Brinkum - Von Angelika Kratz. Zu seinem Herbstkonzert hatte sich der Posaunenchor „Eine BriSe Blech“ jetzt wie immer bei größeren Auftritten Verstärkung von befreundeten Chören aus der Umgebung geholt. Mit dabei waren in der evangelischen Kirche Brinkum Musiker der Posaunenchöre Heiligenrode und Kirchweyhe sowie der Schlagzeuger Peer Hansemann.

Im Altarraum brannten die Kerzen, und im feinen dunklen Zwirn des Posaunenchores bot sich schon optisch ein Augenschmaus. Der sollte in den kommenden eineinhalb Stunden auch zu einem Genuss für die Ohren der erfreulich vielen Besucher am letzten Sonntag im Oktober werden.

Pastor Detlef Korsen begrüßte alle mit einem Blick auf den kommenden Reformationstag und der lieb gewonnenen Tradition, diesen vorab mit einem Konzert des Posaunenchores aus Brinkum-Seckenhausen zu begehen. „Ein feste Burg ist unser Gott“ spannte gleich zum Anfang den Bogen zu Martin Luther und der deutschlandweit zelebrierten 500-jährigen Wiederkehr seiner Veröffentlichung der 95 Thesen in Wittenberg. In einer Version von Telemann, dem aktuell zum 250. Todestag gedacht wird, erklang Luthers wohl bekanntester Choral.

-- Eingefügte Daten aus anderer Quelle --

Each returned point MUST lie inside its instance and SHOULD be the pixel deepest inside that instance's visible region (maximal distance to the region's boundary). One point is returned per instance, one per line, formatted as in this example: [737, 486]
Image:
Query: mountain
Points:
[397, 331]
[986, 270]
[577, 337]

Robert van Behringens „Handelian Song“ war als nächstes zu hören, und wie immer dirigierte Michael Schmidt seine Musikerinnen und Musiker mit der linken Hand, während er mit der rechten Trompete spielte. Eine beachtliche Leistung hinsichtlich der Konzentration, die immer wieder Bewunderung im Publikum hervorruft. Mit der „Fanfare Esprit“ ging es in den „Heaven“ und weiter Richtung wildem Westen in „Oregon“.

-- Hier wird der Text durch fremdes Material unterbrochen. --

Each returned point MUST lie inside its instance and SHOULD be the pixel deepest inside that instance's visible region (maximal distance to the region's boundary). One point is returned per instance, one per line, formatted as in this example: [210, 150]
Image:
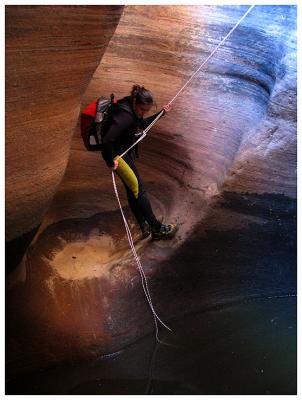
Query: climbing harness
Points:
[144, 134]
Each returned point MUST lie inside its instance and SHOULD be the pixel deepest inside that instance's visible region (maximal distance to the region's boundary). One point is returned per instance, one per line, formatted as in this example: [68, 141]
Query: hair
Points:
[142, 95]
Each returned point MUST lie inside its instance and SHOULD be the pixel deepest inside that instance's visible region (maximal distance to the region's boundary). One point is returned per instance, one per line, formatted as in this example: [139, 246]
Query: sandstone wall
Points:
[51, 54]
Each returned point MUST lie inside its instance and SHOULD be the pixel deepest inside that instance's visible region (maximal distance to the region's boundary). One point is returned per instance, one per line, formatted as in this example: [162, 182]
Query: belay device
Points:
[93, 121]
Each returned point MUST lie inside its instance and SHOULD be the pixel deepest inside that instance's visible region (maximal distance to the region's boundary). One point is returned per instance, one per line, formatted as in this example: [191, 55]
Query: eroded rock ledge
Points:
[222, 164]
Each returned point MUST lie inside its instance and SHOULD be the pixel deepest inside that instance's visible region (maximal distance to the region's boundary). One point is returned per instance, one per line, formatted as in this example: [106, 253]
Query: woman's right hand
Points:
[115, 165]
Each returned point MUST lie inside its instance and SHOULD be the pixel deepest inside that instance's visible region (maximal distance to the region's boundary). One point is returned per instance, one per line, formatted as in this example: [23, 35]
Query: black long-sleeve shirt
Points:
[122, 127]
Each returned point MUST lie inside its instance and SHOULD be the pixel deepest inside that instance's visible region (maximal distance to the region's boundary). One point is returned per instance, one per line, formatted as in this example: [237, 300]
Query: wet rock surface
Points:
[222, 164]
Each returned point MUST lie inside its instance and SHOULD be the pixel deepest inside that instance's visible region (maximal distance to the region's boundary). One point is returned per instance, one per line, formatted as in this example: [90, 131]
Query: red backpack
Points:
[93, 121]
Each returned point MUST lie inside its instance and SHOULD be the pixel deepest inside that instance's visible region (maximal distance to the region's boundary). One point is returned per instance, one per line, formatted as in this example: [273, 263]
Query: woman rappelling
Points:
[125, 119]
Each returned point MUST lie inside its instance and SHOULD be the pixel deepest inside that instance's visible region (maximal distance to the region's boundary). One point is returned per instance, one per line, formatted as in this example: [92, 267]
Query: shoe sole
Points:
[168, 236]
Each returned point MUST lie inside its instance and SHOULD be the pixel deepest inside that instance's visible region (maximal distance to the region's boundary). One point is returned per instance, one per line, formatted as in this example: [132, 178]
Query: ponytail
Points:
[142, 95]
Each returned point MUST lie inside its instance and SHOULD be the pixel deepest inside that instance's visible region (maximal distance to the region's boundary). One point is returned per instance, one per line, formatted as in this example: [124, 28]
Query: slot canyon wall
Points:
[222, 164]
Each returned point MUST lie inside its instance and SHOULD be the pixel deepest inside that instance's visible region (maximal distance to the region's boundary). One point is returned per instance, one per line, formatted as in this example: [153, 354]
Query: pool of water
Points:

Peer Hansemann verlieh dem Sound der Blechbläser mit seinem Schlagzeug die richtige Würze, und Michael Schmidt stellte ihn als neues Gesicht des Ensembles vor. Mit „Best Memories“ (Dieter Wendel) ging es im Programm zu zeitgenössischen Komponisten. Ein wenig Swing von Traugott Fünfgeld und seinem „There‘s a meeting here tonight“ tat der „BriSe Blech“ überaus gut und wurde mit entsprechendem Applaus bedacht. Auf der musikalischen Reise durch die Jahrhunderte fehlte natürlich nicht das peppige Genre mit „Hallelujah Drive“, „Deep River“ und einem Medley aus „Jesus Christ Superstar“. Das sei ganz schön schwierig gewesen, verriet Michael Schmidt, aber die Mühe lohnte sich.

„Möge die Straße uns zusammenführen“ bildete mit „Bleib bei mir, Herr“ einen gelungenen Abschluss eines Konzerts, das nicht ohne Zugabe endete.

„Can‘t help falling in love“, der Song, den Elvis Presley einst bekannt gemacht hat, war schließlich das Finale eines gelungenen Bläsernachmittags kurz vor dem Reformationstag.